After eight sessions of a similar format, one day Tom surprised us - after setting out all the animals he said, "I don't want to play with the animals, I want to do something else". Ruby and I both jumped to follow this lead, joining in with a cooking game. At the end of the session I asked Tom, "Should we start with something different next week?" and he nodded. The following week, we started the session in the toilets of our office building "just to have a look".

Soon Tom began each session by doing a wee on the toilet before going into the therapy room. Ruby told me with a smile that they were having regular "poo parties" in the toilet at home before bath time, and proudly reported Tom had done "one poo in the toilet and we named it and then flushed it to go on its holiday". Tom laughed and talked about this with delight.

Weekly sessions continue, and Tom has moved up with his peers at kindergarten, and is using new words and phrases.
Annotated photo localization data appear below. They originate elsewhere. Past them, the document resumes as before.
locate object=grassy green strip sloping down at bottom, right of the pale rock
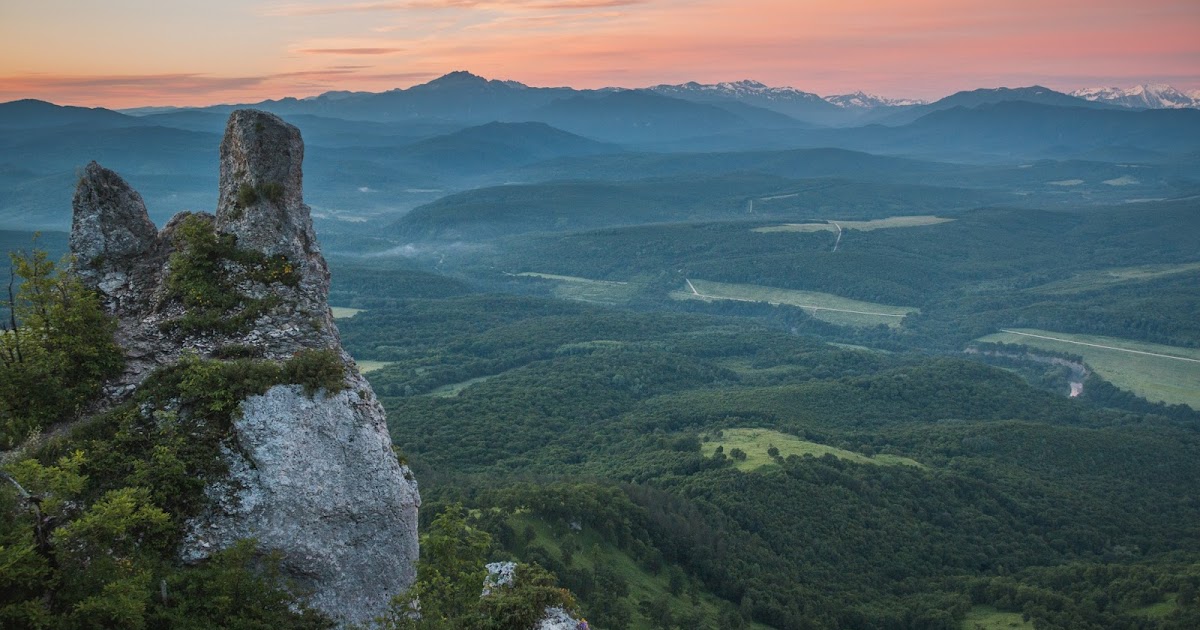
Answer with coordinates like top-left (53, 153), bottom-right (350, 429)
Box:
top-left (509, 512), bottom-right (770, 630)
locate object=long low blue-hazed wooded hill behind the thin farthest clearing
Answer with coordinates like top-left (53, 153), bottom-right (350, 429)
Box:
top-left (392, 173), bottom-right (1002, 241)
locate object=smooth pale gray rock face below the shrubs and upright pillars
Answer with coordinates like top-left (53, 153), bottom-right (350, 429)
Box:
top-left (184, 377), bottom-right (420, 623)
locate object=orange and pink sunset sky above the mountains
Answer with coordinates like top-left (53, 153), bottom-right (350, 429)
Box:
top-left (0, 0), bottom-right (1200, 108)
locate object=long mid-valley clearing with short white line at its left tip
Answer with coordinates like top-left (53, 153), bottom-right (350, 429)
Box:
top-left (671, 278), bottom-right (917, 328)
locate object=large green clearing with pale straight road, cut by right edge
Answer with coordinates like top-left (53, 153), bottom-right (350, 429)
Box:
top-left (977, 329), bottom-right (1200, 409)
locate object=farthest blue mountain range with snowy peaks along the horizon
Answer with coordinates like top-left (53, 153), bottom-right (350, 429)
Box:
top-left (96, 71), bottom-right (1200, 130)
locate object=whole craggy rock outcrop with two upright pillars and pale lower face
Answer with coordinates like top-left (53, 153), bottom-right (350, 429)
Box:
top-left (71, 110), bottom-right (420, 624)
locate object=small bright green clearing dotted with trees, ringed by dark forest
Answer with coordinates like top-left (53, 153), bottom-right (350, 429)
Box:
top-left (701, 428), bottom-right (924, 472)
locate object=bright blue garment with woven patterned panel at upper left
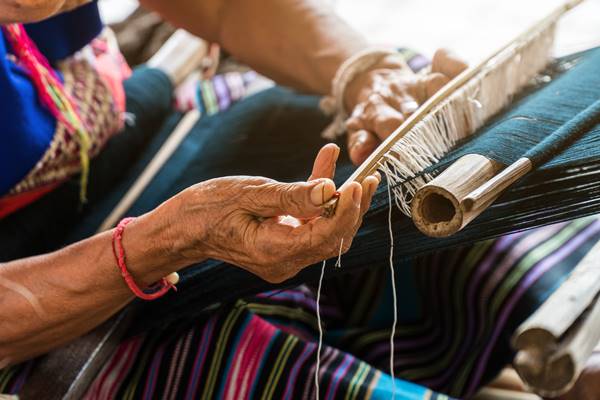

He still wears nappies outside the home and Ruby says, "It's fine, I'm just staying chill about it". She is currently looking into ways to fund an ASD assessment and says, "I want to do everything I can for him so we will still do it - but I know he's doing okay at the moment". Tom is enjoying playdough, bubbles and other games in sessions, and always checks in with the animals.

Note: The names used in this case study are pseudonyms.

Critical reflections

  • Critical reflection on diagnostic systems is not a standard component of mental health training in Australia. Why do you think this is the case?
  • In what ways do your professional experiences reflect the tensions or inconsistencies between current diagnostic frameworks and the alternative approaches outlined above?
  • Do you apply alternative models or practices in your work with children and families?
    How successful have these applications been?